Stan Brakhage’s note about this film, from the Filmmakers’ Cooperative catalog:
This film comes to exist because Joseph Cornell wished, one fine summer day, to show me the old homes of his beloved Flushing. One of them had been torn down and another beside it was scheduled for demolition. In torment (similar to that which had prompted him to ask me to photograph the Third Ave. Elevated before it was destroyed) he suggested we spend the afternoon preserving "the world of this house," its environs. It would be too strong a word to say he "directed" my photography; and yet his presence and constant suggestions (often simply by a lift of the hand, or lifted eyebrows even) made this film entirely his. He then spent years editing it, incorporating "re-takes" into the film's natural progress, savoring and lovingly using almost every bit of the footage. And then he gave it to me, "in memory of that afternoon."
Centuries of June, perhaps more than any Cornell film, is a naked attempt to capture the soul of a place and the mood of a disappearing moment. Partly this feeling is due to the circumstance of the impending destruction of the house which dominates the first part of the film, and partly it’s due to Brakhage’s agile, kinetic camera work.
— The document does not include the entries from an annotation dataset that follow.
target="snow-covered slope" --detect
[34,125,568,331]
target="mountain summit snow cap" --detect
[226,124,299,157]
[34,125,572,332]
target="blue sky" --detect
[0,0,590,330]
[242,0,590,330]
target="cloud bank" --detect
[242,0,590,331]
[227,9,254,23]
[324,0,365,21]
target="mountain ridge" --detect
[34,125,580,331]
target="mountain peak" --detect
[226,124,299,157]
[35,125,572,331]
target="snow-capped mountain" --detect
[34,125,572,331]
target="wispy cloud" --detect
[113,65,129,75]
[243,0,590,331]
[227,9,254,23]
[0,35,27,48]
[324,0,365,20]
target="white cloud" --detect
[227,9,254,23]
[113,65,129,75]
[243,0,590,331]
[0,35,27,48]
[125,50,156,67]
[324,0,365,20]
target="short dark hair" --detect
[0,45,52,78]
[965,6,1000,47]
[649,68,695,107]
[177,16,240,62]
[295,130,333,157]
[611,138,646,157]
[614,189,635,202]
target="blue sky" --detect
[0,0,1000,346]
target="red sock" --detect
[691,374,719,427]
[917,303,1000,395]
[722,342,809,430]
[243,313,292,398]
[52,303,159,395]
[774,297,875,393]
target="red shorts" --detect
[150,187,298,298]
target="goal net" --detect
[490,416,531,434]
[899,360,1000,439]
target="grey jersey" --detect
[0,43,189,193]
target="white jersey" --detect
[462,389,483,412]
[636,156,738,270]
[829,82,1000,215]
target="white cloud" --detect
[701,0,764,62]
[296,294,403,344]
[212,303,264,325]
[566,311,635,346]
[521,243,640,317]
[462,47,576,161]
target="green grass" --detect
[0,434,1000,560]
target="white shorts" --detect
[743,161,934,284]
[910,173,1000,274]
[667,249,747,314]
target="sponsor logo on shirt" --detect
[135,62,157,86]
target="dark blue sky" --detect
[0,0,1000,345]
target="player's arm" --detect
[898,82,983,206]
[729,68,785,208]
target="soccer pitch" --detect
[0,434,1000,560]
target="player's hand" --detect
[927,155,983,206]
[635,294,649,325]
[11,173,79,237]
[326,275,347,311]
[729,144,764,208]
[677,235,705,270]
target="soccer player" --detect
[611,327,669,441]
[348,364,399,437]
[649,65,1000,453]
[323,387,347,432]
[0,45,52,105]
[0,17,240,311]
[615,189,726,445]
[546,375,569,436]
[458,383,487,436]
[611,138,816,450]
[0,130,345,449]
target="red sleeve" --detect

Approaching the house with palpable trepidation, and straining to capture a butterfly’s movement, his camera charges the film with an energy quite different from that of Burckhardt’s.
By the last third of the film, the camera has moved away from the house – already relegated to the past – to focus on a group of children playing nearby. Though the house is no longer on camera, it provides the environment for the children’s play, and its presence is still very much felt, like a ghost. The film ends lyrically, with the children walking away from both camera and house.